When the query involves more than two relations, the final result must be built up by a tree of join steps, each with two inputs. The planner examines different possible join sequences to find the cheapest one.
如果查询使用少于 geqo_threshold 个关系,将进行近乎穷举的搜索,以找出最佳联接顺序。计划器优先考虑存在相应联接子句的任何两个关系之间的联接(即,存在类似 where rel1.attr1=rel2.attr2 的限制)。只有在没有其他选择时才会考虑没有联接子句的联接对,也就是说,特定关系没有与任何其他关系的可用联接子句。对于计划器考虑的每个联接对,将生成所有可能的计划,并选择(估计为)最便宜的计划。
If the query uses fewer than geqo_threshold relations, a near-exhaustive search is conducted to find the best join sequence. The planner preferentially considers joins between any two relations for which there exists a corresponding join clause in the WHERE qualification (i.e., for which a restriction like where rel1.attr1=rel2.attr2 exists). Join pairs with no join clause are considered only when there is no other choice, that is, a particular relation has no available join clauses to any other relation. All possible plans are generated for every join pair considered by the planner, and the one that is (estimated to be) the cheapest is chosen.
当超过 geqo_threshold 时,将通过启发法确定所考虑的联接顺序,如 Chapter 62 中所述。否则,这个过程是相同的。

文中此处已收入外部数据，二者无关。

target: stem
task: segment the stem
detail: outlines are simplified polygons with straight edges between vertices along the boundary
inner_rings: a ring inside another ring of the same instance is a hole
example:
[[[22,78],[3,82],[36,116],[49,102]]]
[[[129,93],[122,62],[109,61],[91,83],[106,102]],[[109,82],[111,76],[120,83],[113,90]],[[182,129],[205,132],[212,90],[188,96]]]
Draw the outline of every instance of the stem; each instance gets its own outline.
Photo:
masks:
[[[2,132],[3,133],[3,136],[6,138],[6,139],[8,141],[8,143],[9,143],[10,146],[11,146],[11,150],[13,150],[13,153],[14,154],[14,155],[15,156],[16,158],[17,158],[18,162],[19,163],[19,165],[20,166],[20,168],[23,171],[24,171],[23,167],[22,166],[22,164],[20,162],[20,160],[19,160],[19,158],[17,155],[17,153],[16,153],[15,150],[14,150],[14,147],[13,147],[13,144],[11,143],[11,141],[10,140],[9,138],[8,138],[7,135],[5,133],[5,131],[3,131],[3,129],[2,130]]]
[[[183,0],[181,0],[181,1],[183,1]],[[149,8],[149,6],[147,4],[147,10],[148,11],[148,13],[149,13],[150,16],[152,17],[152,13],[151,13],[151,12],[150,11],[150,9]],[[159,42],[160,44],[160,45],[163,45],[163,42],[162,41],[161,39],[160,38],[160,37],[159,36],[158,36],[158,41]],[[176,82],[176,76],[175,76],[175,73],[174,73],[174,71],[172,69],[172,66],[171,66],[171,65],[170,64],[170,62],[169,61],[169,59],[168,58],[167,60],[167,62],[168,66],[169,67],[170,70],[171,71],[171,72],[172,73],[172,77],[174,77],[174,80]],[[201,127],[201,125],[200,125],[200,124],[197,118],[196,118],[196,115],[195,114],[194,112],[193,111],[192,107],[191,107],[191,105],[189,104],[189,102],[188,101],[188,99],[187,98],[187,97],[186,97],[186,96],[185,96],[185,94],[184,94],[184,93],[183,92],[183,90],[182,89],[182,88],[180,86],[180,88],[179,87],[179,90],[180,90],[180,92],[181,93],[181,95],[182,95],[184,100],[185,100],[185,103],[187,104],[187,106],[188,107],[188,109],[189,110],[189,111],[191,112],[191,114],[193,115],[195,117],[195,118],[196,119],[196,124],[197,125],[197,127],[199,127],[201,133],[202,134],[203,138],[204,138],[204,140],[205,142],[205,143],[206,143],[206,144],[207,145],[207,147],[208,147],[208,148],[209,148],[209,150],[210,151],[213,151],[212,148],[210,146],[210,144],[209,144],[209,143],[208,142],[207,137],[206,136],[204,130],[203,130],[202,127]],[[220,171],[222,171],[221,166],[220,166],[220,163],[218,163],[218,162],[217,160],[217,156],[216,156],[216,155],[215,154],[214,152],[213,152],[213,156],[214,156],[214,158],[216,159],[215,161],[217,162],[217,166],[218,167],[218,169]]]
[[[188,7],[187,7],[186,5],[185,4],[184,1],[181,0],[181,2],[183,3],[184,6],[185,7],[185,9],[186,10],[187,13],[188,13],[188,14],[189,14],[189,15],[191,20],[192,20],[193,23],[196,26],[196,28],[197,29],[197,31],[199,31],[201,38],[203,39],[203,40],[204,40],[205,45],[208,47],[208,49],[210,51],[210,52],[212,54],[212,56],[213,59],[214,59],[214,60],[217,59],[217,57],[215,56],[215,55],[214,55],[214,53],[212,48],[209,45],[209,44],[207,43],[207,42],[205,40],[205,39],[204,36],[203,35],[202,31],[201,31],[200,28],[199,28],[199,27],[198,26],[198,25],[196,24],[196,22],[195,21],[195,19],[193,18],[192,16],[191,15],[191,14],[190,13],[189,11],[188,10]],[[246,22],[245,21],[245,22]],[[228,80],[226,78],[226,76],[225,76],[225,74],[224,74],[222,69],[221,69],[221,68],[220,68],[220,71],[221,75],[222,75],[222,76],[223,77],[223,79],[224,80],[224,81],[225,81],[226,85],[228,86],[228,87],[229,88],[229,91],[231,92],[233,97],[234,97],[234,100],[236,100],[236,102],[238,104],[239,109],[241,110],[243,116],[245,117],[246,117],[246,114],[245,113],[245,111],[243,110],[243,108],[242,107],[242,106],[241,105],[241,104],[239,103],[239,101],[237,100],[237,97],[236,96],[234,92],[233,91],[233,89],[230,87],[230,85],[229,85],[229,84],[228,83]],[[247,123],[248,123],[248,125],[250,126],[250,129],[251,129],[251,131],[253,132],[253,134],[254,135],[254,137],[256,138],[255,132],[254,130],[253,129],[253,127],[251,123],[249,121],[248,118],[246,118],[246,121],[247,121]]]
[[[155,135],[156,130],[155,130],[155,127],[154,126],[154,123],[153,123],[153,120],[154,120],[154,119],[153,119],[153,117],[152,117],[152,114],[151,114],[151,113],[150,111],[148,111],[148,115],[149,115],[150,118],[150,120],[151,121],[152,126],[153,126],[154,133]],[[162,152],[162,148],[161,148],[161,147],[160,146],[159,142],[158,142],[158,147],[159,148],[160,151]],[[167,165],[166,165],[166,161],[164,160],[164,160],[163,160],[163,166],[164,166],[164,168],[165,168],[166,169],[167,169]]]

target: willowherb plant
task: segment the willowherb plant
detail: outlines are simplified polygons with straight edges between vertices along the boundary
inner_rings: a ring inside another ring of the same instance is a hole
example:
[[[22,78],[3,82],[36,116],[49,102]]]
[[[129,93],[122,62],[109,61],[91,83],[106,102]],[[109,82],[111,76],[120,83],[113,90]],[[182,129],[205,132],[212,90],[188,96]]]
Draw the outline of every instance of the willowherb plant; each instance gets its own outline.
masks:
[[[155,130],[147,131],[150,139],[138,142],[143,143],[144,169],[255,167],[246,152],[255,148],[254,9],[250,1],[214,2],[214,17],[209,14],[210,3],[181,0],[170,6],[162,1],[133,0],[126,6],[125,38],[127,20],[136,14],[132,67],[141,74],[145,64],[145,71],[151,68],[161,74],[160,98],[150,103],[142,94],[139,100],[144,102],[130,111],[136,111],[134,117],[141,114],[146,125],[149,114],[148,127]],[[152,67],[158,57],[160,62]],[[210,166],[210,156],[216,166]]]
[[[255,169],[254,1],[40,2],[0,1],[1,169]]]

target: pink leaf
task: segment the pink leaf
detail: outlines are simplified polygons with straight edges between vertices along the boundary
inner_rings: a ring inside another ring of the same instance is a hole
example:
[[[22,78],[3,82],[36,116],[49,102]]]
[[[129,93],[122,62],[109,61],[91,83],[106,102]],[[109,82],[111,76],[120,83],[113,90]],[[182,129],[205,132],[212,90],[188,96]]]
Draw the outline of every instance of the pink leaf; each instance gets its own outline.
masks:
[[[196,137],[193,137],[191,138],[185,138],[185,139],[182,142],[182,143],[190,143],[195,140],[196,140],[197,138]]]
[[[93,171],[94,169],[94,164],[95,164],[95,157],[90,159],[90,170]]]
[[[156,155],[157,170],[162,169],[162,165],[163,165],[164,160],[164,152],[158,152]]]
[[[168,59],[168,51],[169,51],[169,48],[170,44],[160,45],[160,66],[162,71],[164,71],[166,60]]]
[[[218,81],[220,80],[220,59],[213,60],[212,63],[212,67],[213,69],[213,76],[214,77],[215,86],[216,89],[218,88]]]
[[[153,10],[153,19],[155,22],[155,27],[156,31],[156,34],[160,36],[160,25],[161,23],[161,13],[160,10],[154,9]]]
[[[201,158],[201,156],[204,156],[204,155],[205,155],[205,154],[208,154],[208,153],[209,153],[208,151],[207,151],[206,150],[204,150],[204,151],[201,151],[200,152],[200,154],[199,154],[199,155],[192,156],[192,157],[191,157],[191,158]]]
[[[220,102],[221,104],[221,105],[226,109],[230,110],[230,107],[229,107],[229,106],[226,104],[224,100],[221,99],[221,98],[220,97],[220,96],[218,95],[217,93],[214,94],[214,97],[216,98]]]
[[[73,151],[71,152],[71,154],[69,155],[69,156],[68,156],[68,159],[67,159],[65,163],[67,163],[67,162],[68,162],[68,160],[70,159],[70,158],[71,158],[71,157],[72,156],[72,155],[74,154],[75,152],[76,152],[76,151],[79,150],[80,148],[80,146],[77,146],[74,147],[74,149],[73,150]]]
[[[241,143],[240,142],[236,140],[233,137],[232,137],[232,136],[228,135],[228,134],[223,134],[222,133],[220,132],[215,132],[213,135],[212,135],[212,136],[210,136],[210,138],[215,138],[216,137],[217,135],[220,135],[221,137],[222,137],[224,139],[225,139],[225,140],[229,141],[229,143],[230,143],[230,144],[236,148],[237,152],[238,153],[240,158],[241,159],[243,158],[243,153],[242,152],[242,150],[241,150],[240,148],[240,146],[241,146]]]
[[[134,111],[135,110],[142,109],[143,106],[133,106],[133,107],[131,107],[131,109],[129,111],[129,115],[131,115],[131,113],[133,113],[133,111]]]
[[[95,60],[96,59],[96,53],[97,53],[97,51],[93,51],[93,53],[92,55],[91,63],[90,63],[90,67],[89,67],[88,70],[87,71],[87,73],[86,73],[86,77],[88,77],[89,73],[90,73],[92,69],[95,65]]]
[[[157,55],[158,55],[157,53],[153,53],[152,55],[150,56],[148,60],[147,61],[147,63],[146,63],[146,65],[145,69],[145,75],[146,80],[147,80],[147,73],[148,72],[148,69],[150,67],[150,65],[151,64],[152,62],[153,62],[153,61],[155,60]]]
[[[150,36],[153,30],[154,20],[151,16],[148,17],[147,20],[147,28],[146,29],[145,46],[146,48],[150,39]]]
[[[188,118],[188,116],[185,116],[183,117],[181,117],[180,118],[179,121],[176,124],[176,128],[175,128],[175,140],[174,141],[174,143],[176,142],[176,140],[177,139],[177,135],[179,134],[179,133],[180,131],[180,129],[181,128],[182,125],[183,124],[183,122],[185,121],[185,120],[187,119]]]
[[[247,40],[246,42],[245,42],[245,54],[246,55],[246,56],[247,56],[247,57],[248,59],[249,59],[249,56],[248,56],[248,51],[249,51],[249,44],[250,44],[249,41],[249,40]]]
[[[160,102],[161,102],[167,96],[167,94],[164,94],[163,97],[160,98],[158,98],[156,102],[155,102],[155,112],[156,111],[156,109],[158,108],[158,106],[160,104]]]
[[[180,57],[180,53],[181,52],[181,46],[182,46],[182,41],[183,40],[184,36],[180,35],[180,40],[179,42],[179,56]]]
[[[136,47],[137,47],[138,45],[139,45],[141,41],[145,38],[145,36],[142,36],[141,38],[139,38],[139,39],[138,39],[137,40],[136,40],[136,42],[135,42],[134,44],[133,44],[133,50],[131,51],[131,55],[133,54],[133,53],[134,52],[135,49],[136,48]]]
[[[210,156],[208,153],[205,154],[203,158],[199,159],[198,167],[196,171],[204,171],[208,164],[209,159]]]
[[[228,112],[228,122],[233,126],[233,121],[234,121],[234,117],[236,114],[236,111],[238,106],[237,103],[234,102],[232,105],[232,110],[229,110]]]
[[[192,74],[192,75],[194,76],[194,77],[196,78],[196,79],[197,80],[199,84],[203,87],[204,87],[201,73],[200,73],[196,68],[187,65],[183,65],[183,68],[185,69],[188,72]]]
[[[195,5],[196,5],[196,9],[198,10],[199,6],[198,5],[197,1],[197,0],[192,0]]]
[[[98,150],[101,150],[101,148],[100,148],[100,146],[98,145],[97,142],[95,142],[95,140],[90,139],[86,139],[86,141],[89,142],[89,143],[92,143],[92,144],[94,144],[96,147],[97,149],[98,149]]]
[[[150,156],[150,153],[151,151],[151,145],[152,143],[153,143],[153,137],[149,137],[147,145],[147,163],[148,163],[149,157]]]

When geqo_threshold is exceeded, the join sequences considered are determined by heuristics, as described in Chapter 62. Otherwise the process is the same.
完成的计划树由基础关系的顺序扫描或索引扫描组成,以及根据需要嵌套循环、合并或哈希连接节点,以及任何所需的辅助步骤,例如排序节点或聚合函数计算节点。这些计划节点类型中的大多数具有执行 selection(丢弃不满足指定布尔条件的行)和 projection(基于给定列值计算派生列集,即在需要时计算标量表达式)的附加能力。计划程序的职责之一是将 WHERE 子句中的选择条件和对所需输出表达式的计算附加到计划树的最合适节点。
The finished plan tree consists of sequential or index scans of the base relations, plus nested-loop, merge, or hash join nodes as needed, plus any auxiliary steps needed, such as sort nodes or aggregate-function calculation nodes. Most of these plan node types have the additional ability to do selection (discarding rows that do not meet a specified Boolean condition) and projection (computation of a derived column set based on given column values, that is, evaluation of scalar expressions where needed). One of the responsibilities of the planner is to attach selection conditions from the WHERE clause and computation of required output expressions to the most appropriate nodes of the plan tree.